Buy the real-estate, get a £200m business for free
A stock that trades at 1.4x earnings, 32% of TBV and holds hidden assets worth 10x book value.
I found a stock with one of the most absurd valuations I've seen in a long time.
To illustrate:
It’s currently priced at just 32% of its tangible book value and 1.4x its FCF.
This is after I stripped out all assets that couldn’t be sold at an auction in the real-world and averaged the FCF over the last 5 years.
Apparently, according to Mr Market, this business is worth more dead than alive.
When a business is priced in this way, we have to answer only one simple question:
“Will this business generate more FCF over its remaining life than the current value of its market cap?”
If it does, the market has definitely mispriced it today (and we make good money).
If it doesn’t, the market was on to something (but we don’t lose very much).
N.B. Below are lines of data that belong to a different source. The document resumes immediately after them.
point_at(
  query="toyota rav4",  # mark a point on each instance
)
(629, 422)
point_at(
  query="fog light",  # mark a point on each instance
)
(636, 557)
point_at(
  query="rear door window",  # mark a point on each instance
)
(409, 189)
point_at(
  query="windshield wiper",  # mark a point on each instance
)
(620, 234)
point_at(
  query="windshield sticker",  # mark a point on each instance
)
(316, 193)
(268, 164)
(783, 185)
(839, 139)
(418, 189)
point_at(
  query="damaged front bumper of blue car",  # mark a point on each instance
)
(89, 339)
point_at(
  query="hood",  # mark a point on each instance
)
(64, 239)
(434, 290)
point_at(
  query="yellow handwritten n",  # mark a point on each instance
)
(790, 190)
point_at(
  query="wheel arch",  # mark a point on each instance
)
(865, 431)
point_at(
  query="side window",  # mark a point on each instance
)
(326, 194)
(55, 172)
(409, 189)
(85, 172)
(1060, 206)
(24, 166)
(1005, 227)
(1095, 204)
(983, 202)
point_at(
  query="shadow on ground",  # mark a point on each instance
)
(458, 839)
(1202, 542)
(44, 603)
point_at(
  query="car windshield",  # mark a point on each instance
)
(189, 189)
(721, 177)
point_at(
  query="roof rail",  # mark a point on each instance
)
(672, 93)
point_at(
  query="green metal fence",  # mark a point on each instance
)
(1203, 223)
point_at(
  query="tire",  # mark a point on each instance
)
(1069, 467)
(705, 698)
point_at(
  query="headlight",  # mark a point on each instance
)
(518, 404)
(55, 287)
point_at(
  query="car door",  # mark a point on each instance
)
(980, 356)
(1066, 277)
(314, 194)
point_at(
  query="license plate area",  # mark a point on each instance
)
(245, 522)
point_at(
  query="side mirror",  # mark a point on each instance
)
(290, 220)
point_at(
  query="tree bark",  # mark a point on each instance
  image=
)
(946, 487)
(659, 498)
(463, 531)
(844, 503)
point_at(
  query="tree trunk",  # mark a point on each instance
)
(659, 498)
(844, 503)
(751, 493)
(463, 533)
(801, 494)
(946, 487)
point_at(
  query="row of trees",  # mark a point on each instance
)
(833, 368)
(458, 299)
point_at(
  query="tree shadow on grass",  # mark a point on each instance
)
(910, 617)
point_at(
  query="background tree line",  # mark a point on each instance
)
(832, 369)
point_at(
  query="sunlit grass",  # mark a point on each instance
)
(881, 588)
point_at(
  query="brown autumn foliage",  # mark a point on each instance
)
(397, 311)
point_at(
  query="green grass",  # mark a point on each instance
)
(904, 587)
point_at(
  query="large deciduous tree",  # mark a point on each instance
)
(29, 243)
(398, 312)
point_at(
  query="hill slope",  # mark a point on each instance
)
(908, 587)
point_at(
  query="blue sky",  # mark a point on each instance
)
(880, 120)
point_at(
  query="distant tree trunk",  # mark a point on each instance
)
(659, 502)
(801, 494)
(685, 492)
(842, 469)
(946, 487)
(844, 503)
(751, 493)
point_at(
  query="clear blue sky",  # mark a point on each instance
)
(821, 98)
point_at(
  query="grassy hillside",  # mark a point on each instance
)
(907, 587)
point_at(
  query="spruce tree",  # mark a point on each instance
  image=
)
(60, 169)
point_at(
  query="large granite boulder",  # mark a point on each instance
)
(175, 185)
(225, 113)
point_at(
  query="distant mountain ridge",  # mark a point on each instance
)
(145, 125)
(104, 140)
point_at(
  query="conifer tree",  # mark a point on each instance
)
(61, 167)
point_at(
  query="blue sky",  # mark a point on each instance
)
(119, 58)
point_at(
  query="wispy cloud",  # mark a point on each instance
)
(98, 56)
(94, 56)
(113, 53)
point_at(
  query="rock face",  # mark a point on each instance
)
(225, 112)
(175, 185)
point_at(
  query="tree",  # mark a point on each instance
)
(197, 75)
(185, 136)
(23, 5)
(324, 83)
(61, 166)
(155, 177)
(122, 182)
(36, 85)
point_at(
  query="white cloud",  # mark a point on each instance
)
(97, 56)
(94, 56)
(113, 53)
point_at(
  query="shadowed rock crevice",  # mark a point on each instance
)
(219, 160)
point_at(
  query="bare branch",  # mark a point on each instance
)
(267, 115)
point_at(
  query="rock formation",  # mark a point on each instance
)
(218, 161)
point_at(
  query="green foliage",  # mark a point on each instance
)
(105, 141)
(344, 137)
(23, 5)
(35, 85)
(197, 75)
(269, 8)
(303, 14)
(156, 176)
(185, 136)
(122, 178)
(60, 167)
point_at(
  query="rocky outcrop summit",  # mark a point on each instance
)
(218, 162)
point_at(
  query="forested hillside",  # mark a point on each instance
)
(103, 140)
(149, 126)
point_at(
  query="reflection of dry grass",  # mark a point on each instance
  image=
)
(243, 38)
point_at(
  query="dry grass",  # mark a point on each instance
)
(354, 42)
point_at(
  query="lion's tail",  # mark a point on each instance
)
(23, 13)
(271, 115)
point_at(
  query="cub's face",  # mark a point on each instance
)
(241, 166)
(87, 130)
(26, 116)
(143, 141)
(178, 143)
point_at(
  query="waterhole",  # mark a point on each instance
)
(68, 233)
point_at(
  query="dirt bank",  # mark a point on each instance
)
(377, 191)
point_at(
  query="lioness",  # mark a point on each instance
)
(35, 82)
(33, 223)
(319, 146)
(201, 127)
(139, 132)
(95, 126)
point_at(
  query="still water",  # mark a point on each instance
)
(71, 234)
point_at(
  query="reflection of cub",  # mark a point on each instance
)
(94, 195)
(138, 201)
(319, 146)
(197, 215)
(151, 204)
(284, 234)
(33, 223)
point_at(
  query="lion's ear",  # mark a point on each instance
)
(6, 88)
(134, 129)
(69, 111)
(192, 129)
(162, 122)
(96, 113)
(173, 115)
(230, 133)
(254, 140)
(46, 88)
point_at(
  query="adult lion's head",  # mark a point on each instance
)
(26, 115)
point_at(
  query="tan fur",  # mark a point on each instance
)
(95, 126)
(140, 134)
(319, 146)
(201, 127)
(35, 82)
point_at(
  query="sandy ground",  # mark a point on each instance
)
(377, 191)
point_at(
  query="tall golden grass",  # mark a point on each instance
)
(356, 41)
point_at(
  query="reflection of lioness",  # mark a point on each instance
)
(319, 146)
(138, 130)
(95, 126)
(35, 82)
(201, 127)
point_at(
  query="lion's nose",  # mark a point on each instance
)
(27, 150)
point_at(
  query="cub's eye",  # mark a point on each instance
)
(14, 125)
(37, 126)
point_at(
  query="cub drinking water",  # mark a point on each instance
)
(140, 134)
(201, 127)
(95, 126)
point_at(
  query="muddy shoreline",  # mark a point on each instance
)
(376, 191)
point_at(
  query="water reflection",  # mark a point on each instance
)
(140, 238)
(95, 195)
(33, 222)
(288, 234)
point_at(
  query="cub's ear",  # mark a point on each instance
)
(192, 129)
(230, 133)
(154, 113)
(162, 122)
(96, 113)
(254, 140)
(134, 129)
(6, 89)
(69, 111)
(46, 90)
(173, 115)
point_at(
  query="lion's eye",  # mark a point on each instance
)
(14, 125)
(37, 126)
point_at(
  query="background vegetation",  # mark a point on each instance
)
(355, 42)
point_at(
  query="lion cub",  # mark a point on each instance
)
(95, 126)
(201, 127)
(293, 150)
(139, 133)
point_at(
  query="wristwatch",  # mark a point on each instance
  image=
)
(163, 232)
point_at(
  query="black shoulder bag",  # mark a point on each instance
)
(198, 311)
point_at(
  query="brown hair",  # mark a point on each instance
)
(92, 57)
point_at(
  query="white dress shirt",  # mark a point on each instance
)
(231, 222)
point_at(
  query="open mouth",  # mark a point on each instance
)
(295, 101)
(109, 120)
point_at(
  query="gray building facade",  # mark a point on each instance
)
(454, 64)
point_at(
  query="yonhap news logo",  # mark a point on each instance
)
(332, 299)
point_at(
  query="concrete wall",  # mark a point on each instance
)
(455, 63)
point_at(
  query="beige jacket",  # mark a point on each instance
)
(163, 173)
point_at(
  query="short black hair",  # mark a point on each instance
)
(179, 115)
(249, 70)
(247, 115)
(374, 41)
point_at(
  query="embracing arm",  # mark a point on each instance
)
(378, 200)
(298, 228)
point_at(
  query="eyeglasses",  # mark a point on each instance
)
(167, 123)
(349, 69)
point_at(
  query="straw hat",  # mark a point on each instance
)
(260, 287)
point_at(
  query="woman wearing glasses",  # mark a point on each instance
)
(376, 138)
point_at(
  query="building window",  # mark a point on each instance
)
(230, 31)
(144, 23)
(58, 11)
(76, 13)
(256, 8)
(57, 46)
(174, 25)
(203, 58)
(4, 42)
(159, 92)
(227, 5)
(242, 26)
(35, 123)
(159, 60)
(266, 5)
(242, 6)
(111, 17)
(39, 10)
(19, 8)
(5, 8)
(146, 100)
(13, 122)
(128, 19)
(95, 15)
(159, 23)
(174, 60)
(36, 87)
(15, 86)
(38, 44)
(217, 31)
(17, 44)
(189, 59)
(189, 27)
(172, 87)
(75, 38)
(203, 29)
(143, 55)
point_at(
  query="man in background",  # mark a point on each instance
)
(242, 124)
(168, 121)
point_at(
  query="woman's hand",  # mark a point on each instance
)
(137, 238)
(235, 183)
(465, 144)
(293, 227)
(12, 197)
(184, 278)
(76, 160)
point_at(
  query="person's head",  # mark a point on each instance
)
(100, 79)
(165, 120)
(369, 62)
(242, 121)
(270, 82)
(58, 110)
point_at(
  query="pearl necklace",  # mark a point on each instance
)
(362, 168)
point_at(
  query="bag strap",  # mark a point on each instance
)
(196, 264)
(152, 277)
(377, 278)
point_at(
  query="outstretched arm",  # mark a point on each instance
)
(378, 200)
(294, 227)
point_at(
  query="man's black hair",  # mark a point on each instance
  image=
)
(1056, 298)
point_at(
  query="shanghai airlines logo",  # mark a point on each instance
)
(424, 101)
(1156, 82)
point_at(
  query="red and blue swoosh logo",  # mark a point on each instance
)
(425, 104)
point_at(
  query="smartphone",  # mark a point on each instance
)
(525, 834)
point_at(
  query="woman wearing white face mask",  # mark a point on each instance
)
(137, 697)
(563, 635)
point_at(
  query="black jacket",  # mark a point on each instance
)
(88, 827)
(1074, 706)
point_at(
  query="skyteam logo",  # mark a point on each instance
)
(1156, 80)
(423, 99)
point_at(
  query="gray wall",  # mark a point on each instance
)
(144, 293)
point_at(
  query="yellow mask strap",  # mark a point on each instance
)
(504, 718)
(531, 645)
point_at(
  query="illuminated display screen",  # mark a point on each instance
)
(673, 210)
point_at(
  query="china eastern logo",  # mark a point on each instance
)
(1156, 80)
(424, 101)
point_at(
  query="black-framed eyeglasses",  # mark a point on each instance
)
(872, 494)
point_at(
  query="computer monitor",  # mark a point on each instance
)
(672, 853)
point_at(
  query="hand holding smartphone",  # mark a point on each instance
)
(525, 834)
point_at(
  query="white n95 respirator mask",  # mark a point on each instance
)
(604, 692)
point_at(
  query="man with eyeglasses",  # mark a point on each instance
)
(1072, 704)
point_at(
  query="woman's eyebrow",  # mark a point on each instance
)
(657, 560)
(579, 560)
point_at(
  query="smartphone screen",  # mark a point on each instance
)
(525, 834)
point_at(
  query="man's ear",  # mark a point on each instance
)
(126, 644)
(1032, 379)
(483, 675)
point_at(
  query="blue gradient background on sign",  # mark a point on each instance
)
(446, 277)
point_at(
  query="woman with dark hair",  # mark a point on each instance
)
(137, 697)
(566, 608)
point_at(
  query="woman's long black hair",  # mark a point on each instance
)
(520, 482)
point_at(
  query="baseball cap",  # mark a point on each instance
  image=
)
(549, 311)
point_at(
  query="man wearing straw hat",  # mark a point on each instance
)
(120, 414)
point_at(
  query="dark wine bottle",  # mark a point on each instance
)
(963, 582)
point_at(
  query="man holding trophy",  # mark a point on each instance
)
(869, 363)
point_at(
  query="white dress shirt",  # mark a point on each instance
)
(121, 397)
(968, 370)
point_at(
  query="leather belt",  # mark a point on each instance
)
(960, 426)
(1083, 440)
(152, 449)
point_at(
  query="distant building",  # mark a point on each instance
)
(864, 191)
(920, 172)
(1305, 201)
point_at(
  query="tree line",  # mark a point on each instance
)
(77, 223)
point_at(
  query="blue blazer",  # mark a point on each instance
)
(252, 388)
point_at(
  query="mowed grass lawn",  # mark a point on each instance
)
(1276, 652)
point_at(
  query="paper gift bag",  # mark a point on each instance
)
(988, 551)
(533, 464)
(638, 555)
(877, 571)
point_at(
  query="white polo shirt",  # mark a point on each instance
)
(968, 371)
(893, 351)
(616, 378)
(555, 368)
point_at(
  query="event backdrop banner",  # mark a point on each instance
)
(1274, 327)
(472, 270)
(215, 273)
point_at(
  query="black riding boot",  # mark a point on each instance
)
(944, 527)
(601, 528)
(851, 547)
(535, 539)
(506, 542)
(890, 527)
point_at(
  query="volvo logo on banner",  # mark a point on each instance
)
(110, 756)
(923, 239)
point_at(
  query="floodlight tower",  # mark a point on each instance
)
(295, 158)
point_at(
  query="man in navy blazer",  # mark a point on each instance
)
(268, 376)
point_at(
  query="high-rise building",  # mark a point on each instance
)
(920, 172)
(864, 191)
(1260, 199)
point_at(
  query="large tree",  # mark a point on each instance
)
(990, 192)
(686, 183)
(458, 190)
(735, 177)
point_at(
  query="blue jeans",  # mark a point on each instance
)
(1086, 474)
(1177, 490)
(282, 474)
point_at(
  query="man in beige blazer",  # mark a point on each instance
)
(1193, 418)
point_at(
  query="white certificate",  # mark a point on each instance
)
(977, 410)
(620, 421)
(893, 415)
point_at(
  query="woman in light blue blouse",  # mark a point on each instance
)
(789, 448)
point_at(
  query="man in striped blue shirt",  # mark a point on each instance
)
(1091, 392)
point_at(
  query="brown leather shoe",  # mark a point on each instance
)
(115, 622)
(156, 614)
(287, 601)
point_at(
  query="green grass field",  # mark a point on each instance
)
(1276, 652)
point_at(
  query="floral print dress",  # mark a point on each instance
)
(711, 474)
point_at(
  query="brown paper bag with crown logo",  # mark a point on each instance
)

I believe it’s mispriced and there is plenty of FCF left in the tank. I also believe the business is likely to continue on for decades to come.
I’ll explain why shortly.
But first, let’s take a quick look at why none of that matters.
The balance sheet reveals that the assets owned by this business far exceeds its liabilities.
The majority of this is made up of current assets (my favourite).
An examination of the annual reports reveal something even more enticing.
Hidden assets.
Specifically, three buildings and the land they sit on.
The first one is a factory used as a production facility, and the other two are commercial rental properties that generate cashflow.
This company regularly re-values these assets based on prevailing market rates.
However, the balance sheet only shows the original cost, minus the standard depreciation.
In other words, the balance sheet shows £5mn worth of buildings and land but the current valuation is actually £50mn+.
That’s 10x the book value, hidden away in the notes.
But it gets better…
The two rental properties alone generate 7.5% ROI, relative to the current market cap.
Yes, you could buy the entire business, shut everything down, give away all the other assets, and still generate a 7.5% annual return from renting out the two properties.
That’s some deep-value.
The margin of safety is humungous.
Even if we’re totally wrong about the business generating FCF long into the future, it doesn’t matter.
If the company liquidates, we are highly likely to make a profit from the process, because of how cheap the stock is today.
Again, I don’t believe liquidation is a likely outcome, but it's nice to have the downside protection.
Once the downside is taken care of, the upside usually takes care of itself, and I believe this stock is no exception.
I hold it in my portfolio and I purchased it very close to the current share price.